Maintenant, le prince héritier presse l'administration Trump de désigner les Houthis comme organisation terroriste étrangère (FTO). Le département d'État est responsable de la désignation des FTO, donc le prince pousse le secrétaire d'État Mike Pompeo, qui se rendra à Riyad plus tard ce mois-ci. Les Houthis sont une organisation violente et dangereuse avec une propagande très extrémiste, mais ils n'ont pas attaqué les Américains ou les Israéliens malgré leur rhétorique.

Une désignation FTO est un acte politique. L'administration Trump aurait pu prendre la décision technique de désigner les Houthis à tout moment au cours des quatre dernières années. Toute organisation qui cible des installations civiles est potentiellement un FTO (qui pourrait inclure l'armée de l'air saoudienne). Le choix de le faire maintenant consiste à maîtriser la prochaine administration, d'autant plus que la suppression de la désignation est un processus politique et bureaucratique très difficile. Qualifier les Houthis de terroristes serait une tentative d'empêcher l'administration Biden et le monde de parler avec eux. La réalité est que les Houthis contrôlent la majeure partie du nord du Yémen, il vaut mieux traiter directement avec eux que de vivre dans le déni. Avoir davantage de contacts extérieurs avec les rebelles aidera des voix alternatives à les influencer.

Les Saoudiens veulent désespérément que la nouvelle administration bloque les livraisons d'armes et tienne le prince héritier pour responsable de la guerre, ainsi que du meurtre du journaliste Jamal Khashoggi. Même si la nouvelle administration ne tient pas MBS responsable, il est probable que le Congrès bénéficiera d’un soutien bipartite pour le faire.

Il est plus que temps pour un changement fondamental. La guerre profite à l'Iran et au Hezbollah.

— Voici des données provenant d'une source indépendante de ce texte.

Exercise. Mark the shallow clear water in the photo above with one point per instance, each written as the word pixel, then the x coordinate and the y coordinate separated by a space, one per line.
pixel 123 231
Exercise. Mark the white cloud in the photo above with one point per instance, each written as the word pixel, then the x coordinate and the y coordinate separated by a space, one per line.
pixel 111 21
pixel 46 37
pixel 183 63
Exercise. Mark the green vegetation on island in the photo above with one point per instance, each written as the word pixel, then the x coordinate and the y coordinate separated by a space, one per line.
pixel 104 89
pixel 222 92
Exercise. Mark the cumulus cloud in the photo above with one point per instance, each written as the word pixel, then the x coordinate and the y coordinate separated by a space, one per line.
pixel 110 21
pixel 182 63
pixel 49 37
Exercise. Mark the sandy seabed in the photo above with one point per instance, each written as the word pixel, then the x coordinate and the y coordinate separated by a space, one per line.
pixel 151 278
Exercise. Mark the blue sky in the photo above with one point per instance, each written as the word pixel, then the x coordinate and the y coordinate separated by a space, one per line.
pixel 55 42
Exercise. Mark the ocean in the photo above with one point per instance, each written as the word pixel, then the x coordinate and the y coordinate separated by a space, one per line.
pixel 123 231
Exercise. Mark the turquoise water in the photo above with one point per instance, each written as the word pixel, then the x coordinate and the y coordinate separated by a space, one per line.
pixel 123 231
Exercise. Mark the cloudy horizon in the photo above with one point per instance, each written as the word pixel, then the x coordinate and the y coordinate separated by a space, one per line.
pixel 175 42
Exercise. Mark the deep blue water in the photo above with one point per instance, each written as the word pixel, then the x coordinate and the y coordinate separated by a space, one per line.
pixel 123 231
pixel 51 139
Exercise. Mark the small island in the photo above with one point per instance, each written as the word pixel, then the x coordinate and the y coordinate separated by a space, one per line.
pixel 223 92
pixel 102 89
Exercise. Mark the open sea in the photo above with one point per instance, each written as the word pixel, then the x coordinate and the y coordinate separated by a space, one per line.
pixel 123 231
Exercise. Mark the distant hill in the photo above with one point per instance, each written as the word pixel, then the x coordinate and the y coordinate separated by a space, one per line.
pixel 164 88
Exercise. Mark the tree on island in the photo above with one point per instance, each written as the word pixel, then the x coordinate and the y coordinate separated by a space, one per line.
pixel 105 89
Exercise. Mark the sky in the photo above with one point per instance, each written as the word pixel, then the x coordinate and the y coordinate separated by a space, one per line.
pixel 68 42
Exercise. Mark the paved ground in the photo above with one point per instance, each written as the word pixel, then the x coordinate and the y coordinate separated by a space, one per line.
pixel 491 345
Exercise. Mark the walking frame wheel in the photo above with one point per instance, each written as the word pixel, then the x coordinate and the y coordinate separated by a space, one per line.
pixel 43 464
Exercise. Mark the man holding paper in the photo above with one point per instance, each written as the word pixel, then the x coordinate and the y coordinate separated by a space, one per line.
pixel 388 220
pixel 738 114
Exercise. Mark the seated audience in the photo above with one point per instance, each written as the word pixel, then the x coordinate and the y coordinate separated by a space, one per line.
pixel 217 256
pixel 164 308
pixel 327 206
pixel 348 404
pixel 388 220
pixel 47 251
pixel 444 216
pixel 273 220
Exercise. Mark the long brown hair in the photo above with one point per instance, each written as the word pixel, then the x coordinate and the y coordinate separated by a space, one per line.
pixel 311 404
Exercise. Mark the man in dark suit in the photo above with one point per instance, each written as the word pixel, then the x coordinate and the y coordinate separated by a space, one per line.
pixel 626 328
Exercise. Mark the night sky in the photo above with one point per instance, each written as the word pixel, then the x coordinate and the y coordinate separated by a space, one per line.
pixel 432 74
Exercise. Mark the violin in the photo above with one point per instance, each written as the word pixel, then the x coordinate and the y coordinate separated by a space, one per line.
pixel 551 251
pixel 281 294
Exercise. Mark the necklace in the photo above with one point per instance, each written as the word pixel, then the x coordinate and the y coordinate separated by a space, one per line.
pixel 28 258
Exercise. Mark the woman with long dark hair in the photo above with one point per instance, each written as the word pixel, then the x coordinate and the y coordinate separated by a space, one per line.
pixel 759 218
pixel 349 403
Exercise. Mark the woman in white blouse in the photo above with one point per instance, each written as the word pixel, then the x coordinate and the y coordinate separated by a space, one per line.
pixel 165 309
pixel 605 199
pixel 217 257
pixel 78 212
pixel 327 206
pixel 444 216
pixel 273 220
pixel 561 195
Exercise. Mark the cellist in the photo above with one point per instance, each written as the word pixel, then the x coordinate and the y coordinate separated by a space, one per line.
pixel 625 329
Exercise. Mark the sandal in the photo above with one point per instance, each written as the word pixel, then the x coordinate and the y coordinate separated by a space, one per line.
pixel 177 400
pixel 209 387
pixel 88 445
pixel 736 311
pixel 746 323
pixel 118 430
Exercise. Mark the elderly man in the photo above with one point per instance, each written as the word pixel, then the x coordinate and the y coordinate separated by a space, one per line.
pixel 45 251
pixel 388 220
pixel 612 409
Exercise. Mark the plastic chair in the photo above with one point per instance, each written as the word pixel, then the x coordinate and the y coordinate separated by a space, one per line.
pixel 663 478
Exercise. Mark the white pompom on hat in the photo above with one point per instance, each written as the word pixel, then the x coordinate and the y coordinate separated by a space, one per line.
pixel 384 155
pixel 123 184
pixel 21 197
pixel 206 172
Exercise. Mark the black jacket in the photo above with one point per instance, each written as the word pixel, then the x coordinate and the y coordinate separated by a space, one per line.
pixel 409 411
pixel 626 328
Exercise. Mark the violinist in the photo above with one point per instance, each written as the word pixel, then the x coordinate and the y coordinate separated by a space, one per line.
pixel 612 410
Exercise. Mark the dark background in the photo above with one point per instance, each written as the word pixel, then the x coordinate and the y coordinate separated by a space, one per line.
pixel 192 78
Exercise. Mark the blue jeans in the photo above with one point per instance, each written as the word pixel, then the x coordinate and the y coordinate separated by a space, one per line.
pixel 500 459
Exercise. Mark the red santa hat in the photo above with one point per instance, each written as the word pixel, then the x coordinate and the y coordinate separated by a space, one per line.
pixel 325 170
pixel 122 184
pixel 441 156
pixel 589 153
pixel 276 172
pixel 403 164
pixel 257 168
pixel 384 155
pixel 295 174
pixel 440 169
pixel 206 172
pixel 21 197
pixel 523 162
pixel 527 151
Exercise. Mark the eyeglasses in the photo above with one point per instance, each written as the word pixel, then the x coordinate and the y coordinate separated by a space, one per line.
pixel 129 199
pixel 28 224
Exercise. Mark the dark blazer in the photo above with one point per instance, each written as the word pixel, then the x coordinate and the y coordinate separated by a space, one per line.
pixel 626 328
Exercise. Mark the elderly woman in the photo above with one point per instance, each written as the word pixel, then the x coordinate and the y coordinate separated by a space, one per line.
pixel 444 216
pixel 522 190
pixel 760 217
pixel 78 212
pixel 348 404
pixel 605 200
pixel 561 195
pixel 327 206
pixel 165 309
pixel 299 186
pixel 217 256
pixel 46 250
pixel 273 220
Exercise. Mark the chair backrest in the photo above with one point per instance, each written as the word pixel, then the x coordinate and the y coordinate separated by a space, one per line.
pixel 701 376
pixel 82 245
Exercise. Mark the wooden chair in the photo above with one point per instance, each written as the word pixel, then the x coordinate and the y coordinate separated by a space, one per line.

Si les Houthis sont désignés FTO, cela entravera également les efforts des organisations de secours humanitaire pour fournir de la nourriture et des médicaments aux civils yéménites vivant sur le territoire contrôlé par les rebelles. Les Nations Unies estiment que 80% des Yéménites sont exposés au risque de malnutrition et que le Yémen est «dans un compte à rebours vers la catastrophe». La pandémie a considérablement aggravé la situation. L’infrastructure primitive des soins de santé du Yémen, qui est souvent la cible des frappes aériennes saoudiennes, est débordée. Il est difficile de travailler avec les Houthis, selon les dirigeants humanitaires, mais les désigner comme FTO aggravera une situation déjà difficile. Étant donné que les Houthis sont déjà isolés, la désignation FTO aurait peu d'avantages pratiques.

Les États-Unis ont soutenu la guerre saoudienne depuis son début, avec des livraisons d'armes et un soutien diplomatique. Il est plus que temps pour un changement fondamental. La guerre profite à l'Iran et au Hezbollah. Cela donne à l'Iran une place forte dans un carrefour mondial stratégiquement important. La tragédie des enfants affamés est largement imputée aux Saoudiens et à leurs facilitateurs. L'administration entrante, qui prétend défendre les droits de l'homme, doit faire de la fin de la guerre une priorité.